Quale può essere il metodo colturale adatto per l’implementazione di una siffatta multiforme gestione, particolarmente nelle aree protette? La prima cosa che mi viene da dire, e qui concordo con un’ampia corrente di pensiero, è che debba essere un metodo in grado di interagire con l’inevitabile incertezza che caratterizza la dinamica del sistema forestale (e il suo contorno) nel corso del tempo. Fatta salva, come si diceva prima, la possibilità di immaginare un cammino e una meta, si deve pensare una procedura in cui l’azione all’interno del sistema è sottoposta a verifiche e aggiustamenti in funzione della meta da raggiungere.

Si riapproda in questo modo all’idea di una selvicoltura adattativa (niente di nuovo: in ambito ecologico-gestionale il termine adattativo è in voga da una ventina d’anni e nel mondo della pianificazione forestale ha sostanziali precedenti fra i cosiddetti “controllisti”, di cui meglio e più di altri hanno scritto Orazio Ciancio e Susanna Nocentini) nell’ambito della quale valga l’algoritmo circolare “obbiettivo, azione, controllo, correzione, azione”.

E’ da notare che, così descritto, il modello concettuale e l’algoritmo della selvicoltura adattativa è sostanzialmente “neutro” in rapporto agli obbiettivi della manipolazione colturale e, fissati questi, in rapporto ai mezzi per raggiungerlo. Si configura primariamente come un metodo flessibile per agire nel sistema, tenendo conto delle modificazioni del contorno esterno (disturbi ambientali, condizioni di mercato, ecc.).

Sarà invece compito del “mosaico delle conoscenze” assegnare contenuti specifici ai diversi passaggi dell’algoritmo della selvicoltura adattativa, sia per quanto riguarda la definizione delle mete, che le modalità di intervento e le procedure di controllo. Contenuti che, in questo modo, non rappresentano delle “invarianti” dogmatiche ma sono naturalmente collegati al progresso delle conoscenze, sia quelle di base sia quelle applicate.

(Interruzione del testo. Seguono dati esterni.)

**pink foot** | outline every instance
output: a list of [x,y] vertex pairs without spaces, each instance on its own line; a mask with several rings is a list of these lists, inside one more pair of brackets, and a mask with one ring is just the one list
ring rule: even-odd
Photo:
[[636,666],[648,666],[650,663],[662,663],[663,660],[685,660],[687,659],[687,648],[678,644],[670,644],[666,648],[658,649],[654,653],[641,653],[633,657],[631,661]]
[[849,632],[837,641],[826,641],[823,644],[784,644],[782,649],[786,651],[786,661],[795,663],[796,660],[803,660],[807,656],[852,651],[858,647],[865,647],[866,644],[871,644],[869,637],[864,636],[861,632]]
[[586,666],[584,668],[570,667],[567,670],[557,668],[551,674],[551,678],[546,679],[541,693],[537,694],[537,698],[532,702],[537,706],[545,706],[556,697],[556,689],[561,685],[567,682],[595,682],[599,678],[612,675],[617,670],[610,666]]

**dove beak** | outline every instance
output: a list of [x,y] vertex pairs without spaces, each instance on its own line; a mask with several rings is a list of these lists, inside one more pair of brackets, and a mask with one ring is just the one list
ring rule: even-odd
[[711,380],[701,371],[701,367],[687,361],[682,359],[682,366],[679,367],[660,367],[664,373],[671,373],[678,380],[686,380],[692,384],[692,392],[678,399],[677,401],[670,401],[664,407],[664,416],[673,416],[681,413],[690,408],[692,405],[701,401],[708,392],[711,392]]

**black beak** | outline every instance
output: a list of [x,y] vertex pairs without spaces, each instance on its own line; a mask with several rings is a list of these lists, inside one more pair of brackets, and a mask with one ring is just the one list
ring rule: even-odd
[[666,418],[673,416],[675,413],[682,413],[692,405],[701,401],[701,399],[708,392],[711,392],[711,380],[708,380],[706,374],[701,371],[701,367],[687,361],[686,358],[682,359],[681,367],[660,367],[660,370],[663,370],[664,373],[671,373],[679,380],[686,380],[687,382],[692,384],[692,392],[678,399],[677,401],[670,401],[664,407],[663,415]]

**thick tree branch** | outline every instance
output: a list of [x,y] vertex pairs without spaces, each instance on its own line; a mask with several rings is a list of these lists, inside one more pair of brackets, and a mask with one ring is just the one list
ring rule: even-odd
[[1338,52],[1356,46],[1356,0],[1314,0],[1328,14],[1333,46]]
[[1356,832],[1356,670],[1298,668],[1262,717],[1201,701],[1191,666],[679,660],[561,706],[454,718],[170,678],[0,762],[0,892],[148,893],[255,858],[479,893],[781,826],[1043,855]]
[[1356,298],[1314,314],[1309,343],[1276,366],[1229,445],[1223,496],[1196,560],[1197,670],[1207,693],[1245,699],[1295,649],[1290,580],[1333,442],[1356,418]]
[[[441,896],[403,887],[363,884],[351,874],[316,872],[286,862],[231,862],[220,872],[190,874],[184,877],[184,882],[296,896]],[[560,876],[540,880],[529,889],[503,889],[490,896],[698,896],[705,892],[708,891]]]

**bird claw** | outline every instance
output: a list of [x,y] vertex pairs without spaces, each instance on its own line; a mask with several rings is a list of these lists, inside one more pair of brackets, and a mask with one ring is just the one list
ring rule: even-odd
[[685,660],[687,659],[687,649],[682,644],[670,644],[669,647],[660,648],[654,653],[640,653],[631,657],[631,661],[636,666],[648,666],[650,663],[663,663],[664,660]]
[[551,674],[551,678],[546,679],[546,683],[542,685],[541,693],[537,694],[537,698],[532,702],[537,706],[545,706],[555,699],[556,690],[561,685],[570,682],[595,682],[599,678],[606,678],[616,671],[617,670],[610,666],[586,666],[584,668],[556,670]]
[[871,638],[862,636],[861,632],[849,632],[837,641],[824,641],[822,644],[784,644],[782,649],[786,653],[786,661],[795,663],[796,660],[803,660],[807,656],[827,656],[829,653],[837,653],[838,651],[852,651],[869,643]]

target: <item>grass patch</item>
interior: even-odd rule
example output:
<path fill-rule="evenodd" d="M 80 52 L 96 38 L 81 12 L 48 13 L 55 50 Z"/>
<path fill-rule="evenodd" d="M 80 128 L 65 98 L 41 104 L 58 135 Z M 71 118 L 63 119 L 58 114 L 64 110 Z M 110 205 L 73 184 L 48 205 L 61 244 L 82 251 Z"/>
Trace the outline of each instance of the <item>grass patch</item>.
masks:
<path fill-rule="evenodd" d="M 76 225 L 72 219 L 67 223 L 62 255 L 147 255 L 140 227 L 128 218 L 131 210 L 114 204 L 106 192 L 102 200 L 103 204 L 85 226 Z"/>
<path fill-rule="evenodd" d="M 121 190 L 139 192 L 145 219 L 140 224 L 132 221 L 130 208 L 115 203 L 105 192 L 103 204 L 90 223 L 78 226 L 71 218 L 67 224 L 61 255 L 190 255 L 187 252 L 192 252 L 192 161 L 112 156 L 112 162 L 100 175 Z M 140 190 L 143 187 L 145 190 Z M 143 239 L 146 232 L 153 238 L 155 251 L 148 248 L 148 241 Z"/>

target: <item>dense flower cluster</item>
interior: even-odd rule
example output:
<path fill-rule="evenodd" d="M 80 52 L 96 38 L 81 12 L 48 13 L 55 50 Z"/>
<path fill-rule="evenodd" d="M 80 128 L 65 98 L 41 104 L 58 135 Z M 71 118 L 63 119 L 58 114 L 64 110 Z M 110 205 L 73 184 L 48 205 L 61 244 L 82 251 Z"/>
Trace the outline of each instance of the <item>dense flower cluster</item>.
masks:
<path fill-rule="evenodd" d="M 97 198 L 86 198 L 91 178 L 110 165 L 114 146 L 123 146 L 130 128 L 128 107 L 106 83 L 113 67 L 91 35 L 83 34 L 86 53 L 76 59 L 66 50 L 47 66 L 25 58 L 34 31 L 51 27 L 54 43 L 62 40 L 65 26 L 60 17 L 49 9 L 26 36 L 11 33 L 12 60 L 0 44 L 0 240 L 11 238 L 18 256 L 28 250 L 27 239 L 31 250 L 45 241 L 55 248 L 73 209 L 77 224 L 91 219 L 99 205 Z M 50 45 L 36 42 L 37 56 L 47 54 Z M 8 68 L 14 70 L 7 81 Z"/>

Così inteso un aggiornato "mosaico delle conoscenze", rapportato sia all’individuazione degli obbiettivi, sia alla definizione delle modalità di azione che delle procedure di controllo acquisisce il significato di "strumento minimo" per la gestione sostenibile nelle aree protette.

Post-scriptum  

Come i principi fondanti e il mosaico delle conoscenze sono indispensabili per formulare le ipotesi che innervano la selvicoltura adattativa, così la tecnologia e le professionalità lo sono per poterla applicare. Più il settore forestale tende a una gestione forestale sostenibile, più ha la necessità di supporti in termini di organizzazione imprenditoriale, mezzi tecnici, organizzazione e, ovviamente, intelletto professionale. Risorse finanziarie, senza dubbio, ma bene investite: perché i frutti, diretti e indiretti, di una buona gestione forestale possono essere elevatissimi, come gli economisti ben sanno. Altrimenti la selvicoltura adattativa rischia di essere puro esercizio di retorica accademica.

Note dell’autore 

Questo articolo ricalca un lavoro pubblicato negli Atti del Convegno "Foreste e Parchi, Gestione Tutela e Conservazione " (a cura di Anna Rita Rivelli, Aldo Schettino, Giuseppe Devivo), Ente Parco Nazionale del Pollino, Rotonda 8 Novembre 2011, ISBN 978 889 550 834, Tipografia ZACCARA - Lagonegro - 0973 41300.